James, I have heard of people being allergic to blackworms or to bloodworms (two separate allergies). So it's entirely possible that you could be allergic to earthworms (which are very closely related to blackworms).
 
W

worried

Guest
My axolotls have been loving the white worms I've been feeding them, and are now of a size where they seem to be big enough to eat baby tiger worms from the worm far, so I gave some to them last night, one gobbled his/her one down in an instant, the others seemed not to like them, and spat them out. Then a couple of hours later the one who had eaten the worm started vomitting! Any ideas why? The worms seemed to have dirt in their tummies, as worms do, would that have made the axie sick? But if that is so, I don't understand how they could eat earth worms at all....
 
M

macbean

Guest
It is unlikely you have had an allergic reaction to earthworms from the details you have given.

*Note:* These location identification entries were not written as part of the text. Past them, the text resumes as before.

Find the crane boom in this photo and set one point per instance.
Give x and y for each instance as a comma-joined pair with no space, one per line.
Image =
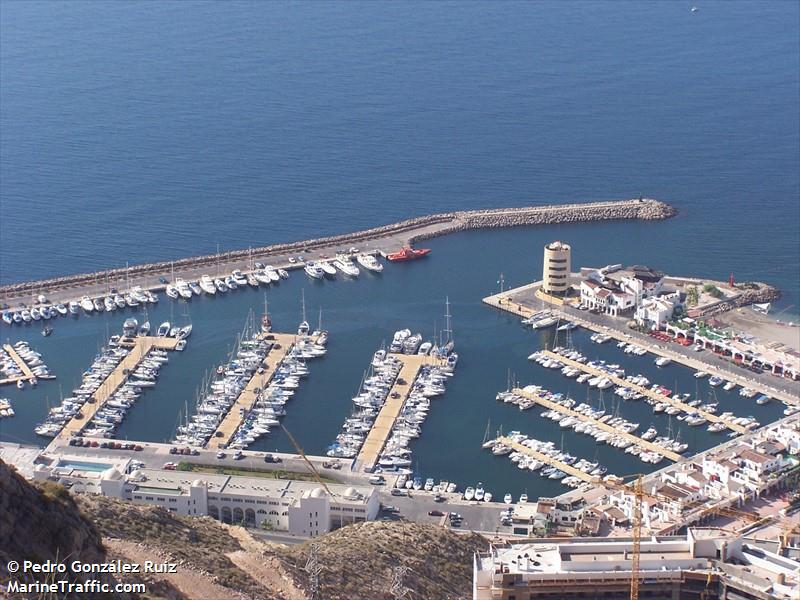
308,462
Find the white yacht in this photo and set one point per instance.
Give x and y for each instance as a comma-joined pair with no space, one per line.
327,267
369,262
314,271
346,266
207,285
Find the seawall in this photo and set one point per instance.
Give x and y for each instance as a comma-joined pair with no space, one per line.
407,231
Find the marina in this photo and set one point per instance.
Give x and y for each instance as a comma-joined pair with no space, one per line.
597,423
398,395
139,348
516,443
647,392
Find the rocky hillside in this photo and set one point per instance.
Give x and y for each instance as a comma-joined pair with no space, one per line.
41,523
215,561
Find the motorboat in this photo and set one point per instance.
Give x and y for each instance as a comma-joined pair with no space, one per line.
130,327
314,271
346,266
327,267
369,262
407,253
144,329
239,277
207,285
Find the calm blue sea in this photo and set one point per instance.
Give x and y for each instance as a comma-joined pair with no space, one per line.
132,132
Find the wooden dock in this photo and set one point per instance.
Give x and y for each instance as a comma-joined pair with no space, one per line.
568,412
646,391
283,343
27,374
549,460
140,348
382,427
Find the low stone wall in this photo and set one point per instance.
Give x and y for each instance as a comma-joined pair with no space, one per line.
644,209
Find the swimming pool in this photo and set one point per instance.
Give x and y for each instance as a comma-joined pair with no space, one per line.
83,466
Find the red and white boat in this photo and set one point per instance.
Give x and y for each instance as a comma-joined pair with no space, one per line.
408,253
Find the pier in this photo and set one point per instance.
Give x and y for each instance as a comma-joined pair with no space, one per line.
140,348
646,392
568,412
549,460
386,238
27,374
382,428
282,344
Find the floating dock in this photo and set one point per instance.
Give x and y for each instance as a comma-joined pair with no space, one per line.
140,348
27,374
382,427
283,343
504,301
553,462
568,412
646,391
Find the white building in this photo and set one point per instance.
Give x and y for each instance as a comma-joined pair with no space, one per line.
299,507
670,567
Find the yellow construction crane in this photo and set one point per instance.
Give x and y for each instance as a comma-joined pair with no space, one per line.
308,462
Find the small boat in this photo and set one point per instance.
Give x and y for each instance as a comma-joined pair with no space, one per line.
407,253
130,327
327,267
369,262
314,271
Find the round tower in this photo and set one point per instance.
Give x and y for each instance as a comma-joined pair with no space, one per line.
556,269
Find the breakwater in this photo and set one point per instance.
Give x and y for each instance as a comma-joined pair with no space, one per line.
392,236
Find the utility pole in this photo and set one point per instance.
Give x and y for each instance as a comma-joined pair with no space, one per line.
313,568
397,589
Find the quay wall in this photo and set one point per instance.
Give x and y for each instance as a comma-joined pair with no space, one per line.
418,228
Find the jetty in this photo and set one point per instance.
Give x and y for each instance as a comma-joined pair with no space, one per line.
510,301
646,392
140,347
383,239
549,460
27,374
281,345
568,412
384,422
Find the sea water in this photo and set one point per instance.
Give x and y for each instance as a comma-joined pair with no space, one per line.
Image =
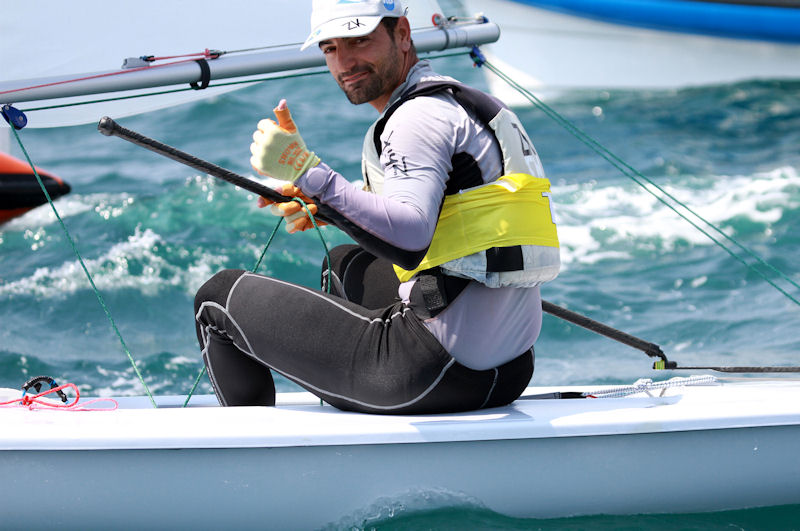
151,231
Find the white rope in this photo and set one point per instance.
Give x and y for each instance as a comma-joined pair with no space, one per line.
646,385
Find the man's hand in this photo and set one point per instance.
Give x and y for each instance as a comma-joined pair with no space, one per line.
278,149
293,212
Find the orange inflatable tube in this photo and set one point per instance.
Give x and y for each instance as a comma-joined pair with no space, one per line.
19,189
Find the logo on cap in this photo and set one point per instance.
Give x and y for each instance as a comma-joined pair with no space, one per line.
353,24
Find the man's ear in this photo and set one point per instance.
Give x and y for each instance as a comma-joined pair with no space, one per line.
404,34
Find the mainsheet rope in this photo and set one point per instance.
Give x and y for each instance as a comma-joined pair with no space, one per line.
642,180
479,60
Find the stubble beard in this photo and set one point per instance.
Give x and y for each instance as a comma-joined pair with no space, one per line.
380,81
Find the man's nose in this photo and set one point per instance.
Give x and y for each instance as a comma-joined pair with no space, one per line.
346,59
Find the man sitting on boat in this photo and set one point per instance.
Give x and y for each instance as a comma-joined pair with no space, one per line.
437,308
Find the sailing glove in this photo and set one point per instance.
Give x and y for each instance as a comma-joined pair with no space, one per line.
294,214
278,149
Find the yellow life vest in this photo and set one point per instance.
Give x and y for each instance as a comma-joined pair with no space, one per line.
513,210
501,233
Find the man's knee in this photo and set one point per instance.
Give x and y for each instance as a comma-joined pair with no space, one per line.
217,288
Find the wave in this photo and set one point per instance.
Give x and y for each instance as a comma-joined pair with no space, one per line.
614,222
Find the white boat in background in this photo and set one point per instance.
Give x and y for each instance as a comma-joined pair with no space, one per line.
303,465
554,45
684,446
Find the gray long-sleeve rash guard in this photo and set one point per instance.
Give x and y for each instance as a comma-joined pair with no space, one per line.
484,327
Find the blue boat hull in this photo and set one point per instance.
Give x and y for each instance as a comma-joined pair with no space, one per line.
767,21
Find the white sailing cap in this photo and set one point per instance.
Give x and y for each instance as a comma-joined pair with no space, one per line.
332,19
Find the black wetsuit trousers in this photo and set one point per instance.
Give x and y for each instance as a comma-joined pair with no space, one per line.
370,353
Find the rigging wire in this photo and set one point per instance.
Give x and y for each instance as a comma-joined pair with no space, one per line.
645,182
85,269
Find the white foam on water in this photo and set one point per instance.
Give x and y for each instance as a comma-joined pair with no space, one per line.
111,271
597,223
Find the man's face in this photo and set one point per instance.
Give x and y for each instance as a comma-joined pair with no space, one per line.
367,68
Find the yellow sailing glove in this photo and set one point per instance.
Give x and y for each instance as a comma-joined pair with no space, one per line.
293,212
278,149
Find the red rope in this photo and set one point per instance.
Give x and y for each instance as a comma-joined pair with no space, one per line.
207,54
35,402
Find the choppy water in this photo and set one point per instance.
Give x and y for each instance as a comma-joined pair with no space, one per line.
151,231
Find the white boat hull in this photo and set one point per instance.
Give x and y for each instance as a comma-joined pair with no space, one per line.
303,465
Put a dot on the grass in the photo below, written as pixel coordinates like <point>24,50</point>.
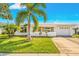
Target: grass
<point>75,36</point>
<point>20,45</point>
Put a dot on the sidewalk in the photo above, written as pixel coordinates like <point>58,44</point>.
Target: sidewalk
<point>66,46</point>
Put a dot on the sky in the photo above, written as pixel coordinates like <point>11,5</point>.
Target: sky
<point>57,13</point>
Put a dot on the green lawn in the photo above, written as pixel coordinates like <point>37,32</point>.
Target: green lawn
<point>21,45</point>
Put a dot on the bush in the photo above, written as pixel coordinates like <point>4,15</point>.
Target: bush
<point>10,29</point>
<point>3,36</point>
<point>75,36</point>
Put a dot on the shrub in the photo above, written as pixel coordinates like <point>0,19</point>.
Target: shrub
<point>75,36</point>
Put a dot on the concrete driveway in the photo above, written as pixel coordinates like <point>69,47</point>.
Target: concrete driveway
<point>66,46</point>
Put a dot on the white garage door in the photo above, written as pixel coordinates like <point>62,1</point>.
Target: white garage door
<point>63,32</point>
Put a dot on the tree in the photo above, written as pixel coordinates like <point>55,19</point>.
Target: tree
<point>5,12</point>
<point>32,11</point>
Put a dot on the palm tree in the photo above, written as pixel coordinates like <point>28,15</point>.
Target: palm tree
<point>32,11</point>
<point>5,12</point>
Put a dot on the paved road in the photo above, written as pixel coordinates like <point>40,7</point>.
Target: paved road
<point>66,46</point>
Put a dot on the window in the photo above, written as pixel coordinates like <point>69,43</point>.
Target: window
<point>64,27</point>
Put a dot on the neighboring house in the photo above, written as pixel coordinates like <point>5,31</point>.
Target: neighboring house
<point>55,29</point>
<point>0,30</point>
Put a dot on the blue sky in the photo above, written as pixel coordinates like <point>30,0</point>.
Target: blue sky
<point>56,13</point>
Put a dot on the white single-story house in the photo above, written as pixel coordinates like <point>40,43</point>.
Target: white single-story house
<point>1,30</point>
<point>53,30</point>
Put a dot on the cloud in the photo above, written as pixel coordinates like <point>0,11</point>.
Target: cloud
<point>16,6</point>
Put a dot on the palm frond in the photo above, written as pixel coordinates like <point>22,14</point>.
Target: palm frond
<point>36,23</point>
<point>40,13</point>
<point>21,16</point>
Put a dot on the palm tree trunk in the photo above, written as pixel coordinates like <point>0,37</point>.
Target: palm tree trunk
<point>29,36</point>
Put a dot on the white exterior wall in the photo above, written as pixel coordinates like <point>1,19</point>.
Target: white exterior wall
<point>64,32</point>
<point>0,30</point>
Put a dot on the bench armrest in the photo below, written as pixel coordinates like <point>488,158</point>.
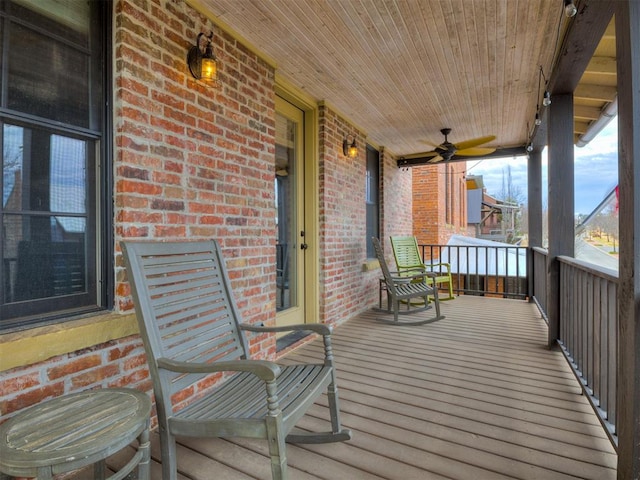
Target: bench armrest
<point>318,328</point>
<point>267,371</point>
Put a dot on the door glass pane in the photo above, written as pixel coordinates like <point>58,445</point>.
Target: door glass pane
<point>286,224</point>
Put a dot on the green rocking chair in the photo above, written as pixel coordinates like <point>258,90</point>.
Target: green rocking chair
<point>408,259</point>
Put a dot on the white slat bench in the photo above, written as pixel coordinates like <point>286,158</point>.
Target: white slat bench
<point>191,327</point>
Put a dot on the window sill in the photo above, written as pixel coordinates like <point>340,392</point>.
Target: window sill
<point>27,347</point>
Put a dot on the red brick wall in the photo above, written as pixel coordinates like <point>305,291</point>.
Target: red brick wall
<point>192,161</point>
<point>345,289</point>
<point>397,218</point>
<point>439,202</point>
<point>113,364</point>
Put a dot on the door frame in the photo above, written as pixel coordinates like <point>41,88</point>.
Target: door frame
<point>311,191</point>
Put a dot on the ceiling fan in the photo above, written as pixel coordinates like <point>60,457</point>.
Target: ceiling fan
<point>468,148</point>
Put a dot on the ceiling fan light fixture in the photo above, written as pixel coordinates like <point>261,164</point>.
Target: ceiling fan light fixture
<point>569,8</point>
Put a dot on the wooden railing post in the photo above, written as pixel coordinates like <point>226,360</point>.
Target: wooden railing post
<point>627,16</point>
<point>561,202</point>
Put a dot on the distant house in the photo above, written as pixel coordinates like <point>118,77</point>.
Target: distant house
<point>489,217</point>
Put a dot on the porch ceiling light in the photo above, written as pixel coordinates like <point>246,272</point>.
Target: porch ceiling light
<point>201,60</point>
<point>569,8</point>
<point>350,149</point>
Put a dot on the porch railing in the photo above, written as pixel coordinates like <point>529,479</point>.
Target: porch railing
<point>538,279</point>
<point>483,270</point>
<point>588,327</point>
<point>589,333</point>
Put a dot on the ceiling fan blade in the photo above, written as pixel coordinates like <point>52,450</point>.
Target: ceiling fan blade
<point>475,152</point>
<point>474,142</point>
<point>427,142</point>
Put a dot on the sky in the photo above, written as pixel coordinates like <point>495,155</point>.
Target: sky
<point>595,170</point>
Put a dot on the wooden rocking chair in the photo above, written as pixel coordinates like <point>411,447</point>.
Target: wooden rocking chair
<point>407,256</point>
<point>406,287</point>
<point>191,328</point>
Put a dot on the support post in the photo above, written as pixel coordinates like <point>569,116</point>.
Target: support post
<point>627,16</point>
<point>561,202</point>
<point>534,200</point>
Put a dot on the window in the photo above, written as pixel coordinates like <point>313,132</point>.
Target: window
<point>52,125</point>
<point>372,198</point>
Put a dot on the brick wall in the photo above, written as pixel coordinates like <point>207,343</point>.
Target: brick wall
<point>113,364</point>
<point>192,161</point>
<point>189,161</point>
<point>397,215</point>
<point>439,202</point>
<point>344,287</point>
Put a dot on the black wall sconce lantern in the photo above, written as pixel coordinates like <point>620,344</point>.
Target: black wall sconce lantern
<point>350,149</point>
<point>201,60</point>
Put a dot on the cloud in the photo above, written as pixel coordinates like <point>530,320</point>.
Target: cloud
<point>595,171</point>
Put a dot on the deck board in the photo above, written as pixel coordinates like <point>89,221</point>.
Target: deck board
<point>476,395</point>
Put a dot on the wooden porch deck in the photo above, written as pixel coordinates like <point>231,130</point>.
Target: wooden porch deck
<point>474,396</point>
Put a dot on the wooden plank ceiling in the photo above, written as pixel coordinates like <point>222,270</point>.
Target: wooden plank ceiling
<point>401,70</point>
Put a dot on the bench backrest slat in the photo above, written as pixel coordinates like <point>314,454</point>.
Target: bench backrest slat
<point>184,306</point>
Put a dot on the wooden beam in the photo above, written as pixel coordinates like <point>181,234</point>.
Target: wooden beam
<point>628,374</point>
<point>602,65</point>
<point>595,92</point>
<point>419,159</point>
<point>580,42</point>
<point>586,113</point>
<point>561,203</point>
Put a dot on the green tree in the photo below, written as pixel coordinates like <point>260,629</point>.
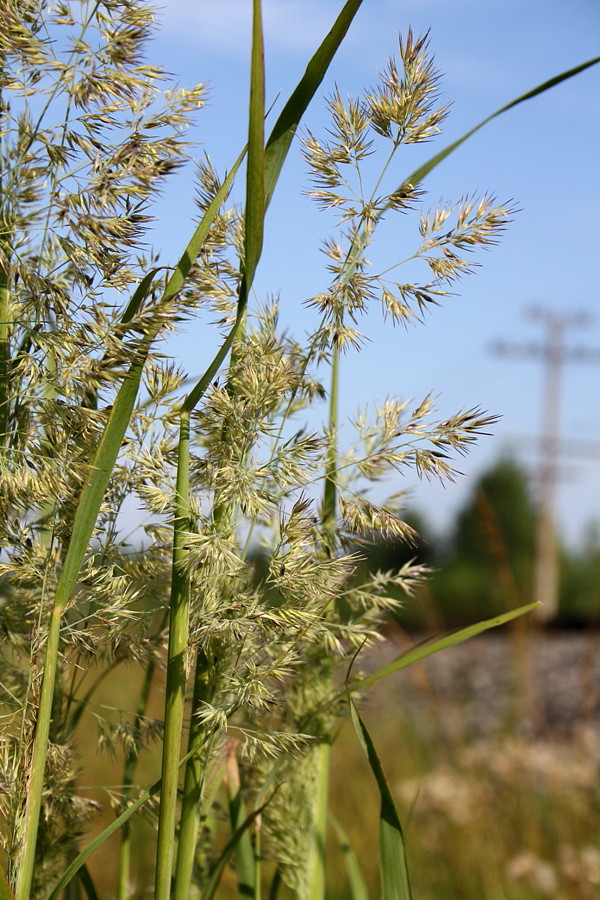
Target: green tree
<point>487,564</point>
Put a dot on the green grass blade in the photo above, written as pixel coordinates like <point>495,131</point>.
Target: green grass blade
<point>230,846</point>
<point>87,884</point>
<point>275,153</point>
<point>395,884</point>
<point>244,859</point>
<point>189,255</point>
<point>255,177</point>
<point>5,891</point>
<point>435,644</point>
<point>176,675</point>
<point>285,127</point>
<point>100,839</point>
<point>85,518</point>
<point>356,882</point>
<point>420,173</point>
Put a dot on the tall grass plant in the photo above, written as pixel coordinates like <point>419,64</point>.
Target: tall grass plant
<point>93,413</point>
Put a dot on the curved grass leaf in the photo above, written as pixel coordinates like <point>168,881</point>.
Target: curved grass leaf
<point>434,644</point>
<point>395,884</point>
<point>228,849</point>
<point>420,173</point>
<point>285,127</point>
<point>5,891</point>
<point>356,882</point>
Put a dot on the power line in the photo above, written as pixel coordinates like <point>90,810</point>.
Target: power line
<point>554,354</point>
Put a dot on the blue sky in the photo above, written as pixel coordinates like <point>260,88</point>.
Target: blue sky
<point>543,155</point>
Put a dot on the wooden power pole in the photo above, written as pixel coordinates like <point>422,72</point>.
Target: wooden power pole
<point>553,353</point>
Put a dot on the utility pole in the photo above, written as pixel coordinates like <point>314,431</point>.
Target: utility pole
<point>553,353</point>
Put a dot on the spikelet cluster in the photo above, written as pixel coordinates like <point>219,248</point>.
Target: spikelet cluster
<point>278,508</point>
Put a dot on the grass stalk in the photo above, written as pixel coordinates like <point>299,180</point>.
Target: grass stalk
<point>128,776</point>
<point>176,674</point>
<point>317,859</point>
<point>28,827</point>
<point>192,787</point>
<point>4,336</point>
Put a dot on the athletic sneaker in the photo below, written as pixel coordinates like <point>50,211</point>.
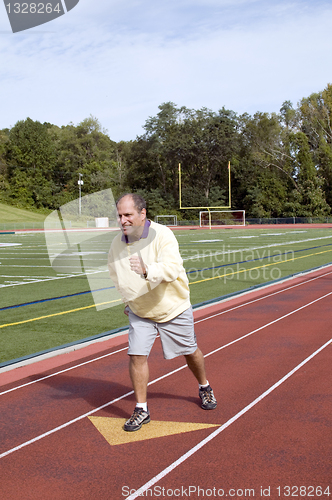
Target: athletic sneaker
<point>209,402</point>
<point>138,418</point>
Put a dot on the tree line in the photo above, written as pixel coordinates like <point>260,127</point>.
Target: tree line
<point>281,163</point>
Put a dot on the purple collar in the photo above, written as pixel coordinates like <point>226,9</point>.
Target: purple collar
<point>145,233</point>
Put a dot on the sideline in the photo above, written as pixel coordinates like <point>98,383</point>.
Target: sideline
<point>95,410</point>
<point>111,338</point>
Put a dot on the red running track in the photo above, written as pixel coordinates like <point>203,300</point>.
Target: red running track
<point>268,357</point>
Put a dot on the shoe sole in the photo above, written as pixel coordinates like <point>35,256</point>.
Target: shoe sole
<point>209,407</point>
<point>138,427</point>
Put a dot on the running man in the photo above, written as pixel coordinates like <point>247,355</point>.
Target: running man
<point>146,267</point>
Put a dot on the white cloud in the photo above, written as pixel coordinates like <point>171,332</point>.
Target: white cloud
<point>119,60</point>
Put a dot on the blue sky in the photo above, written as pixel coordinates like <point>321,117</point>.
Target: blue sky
<point>119,60</point>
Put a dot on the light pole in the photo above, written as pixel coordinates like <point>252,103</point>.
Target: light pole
<point>80,183</point>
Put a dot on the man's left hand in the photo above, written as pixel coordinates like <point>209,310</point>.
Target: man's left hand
<point>137,264</point>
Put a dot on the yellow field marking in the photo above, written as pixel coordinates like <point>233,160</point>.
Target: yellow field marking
<point>59,314</point>
<point>258,267</point>
<point>112,429</point>
<point>192,283</point>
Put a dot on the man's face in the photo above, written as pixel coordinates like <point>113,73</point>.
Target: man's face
<point>131,221</point>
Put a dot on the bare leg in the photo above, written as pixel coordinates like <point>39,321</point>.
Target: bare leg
<point>139,375</point>
<point>196,364</point>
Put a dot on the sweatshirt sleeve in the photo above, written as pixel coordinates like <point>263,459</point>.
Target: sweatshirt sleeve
<point>168,264</point>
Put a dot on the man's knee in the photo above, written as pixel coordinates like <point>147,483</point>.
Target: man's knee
<point>137,360</point>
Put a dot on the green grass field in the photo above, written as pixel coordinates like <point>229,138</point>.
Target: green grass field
<point>42,309</point>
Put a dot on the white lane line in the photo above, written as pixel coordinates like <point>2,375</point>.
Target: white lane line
<point>77,419</point>
<point>170,468</point>
<point>197,321</point>
<point>63,371</point>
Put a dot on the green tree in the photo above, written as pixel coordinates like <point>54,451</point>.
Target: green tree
<point>30,156</point>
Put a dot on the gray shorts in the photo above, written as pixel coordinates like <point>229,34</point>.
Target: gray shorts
<point>177,335</point>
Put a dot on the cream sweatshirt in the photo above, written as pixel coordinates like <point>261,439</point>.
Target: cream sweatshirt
<point>165,293</point>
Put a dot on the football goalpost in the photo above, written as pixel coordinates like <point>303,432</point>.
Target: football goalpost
<point>167,220</point>
<point>222,218</point>
<point>218,214</point>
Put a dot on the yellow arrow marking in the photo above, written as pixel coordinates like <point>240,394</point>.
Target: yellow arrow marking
<point>112,429</point>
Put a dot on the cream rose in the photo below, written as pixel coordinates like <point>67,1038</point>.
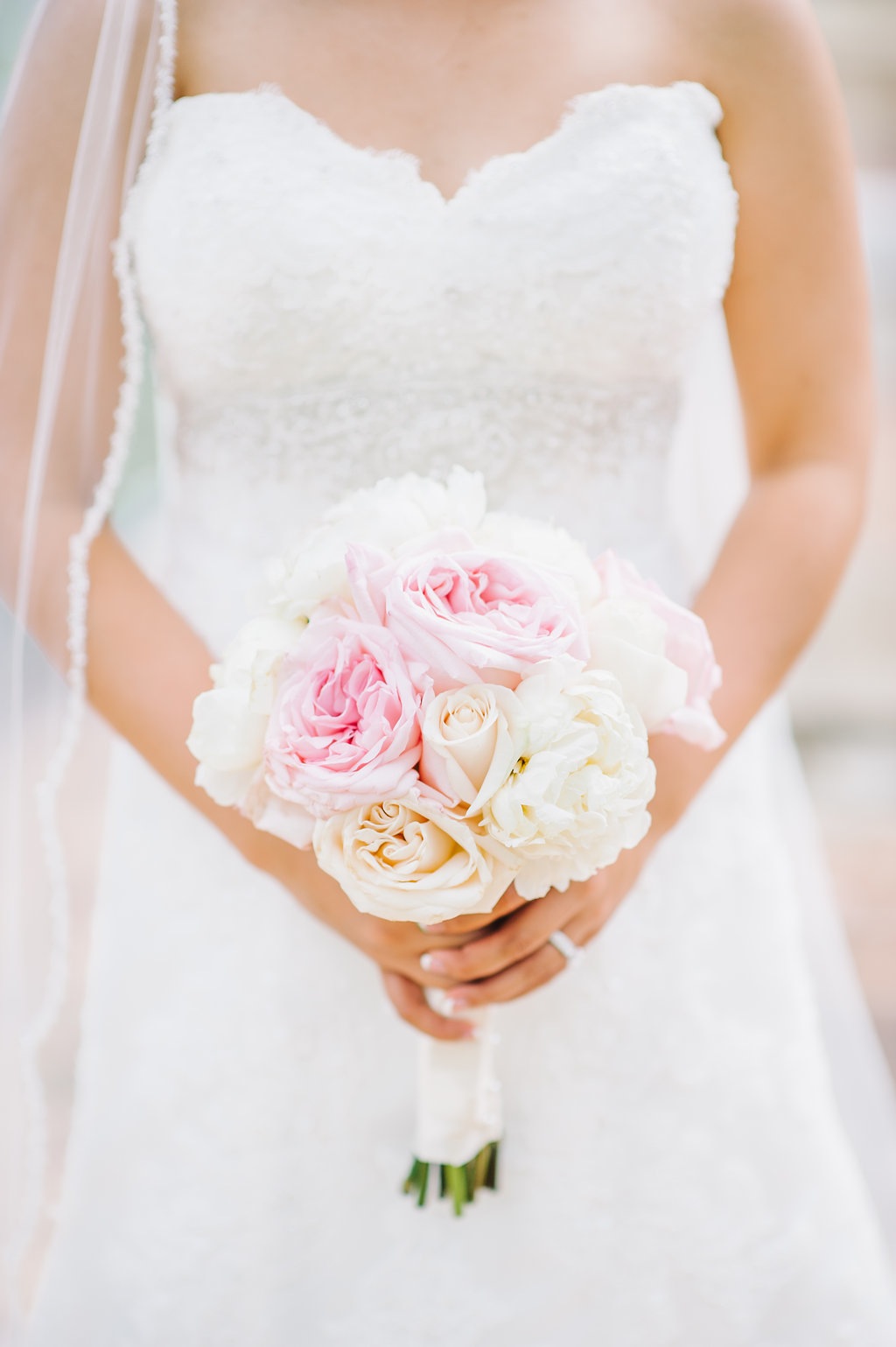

The most common indication of an allergic reaction to a substance/animal is for a rash to develop around the skin that came into contact with it.
However it may just be your developing hayfever
 
K

kelly

Guest
Your axolotl could be being sick because of the yellow-green excretions of the tiger worms (Eisenia Foetida) as posted in Culturing Earthworms thread in this forum (sorry I haven't worked out how to post a link to that thread, maybe someone else can help?). I don't really know anything about worms but I thought I'd point out the link between your axie problem and the other thread. Hope it helps.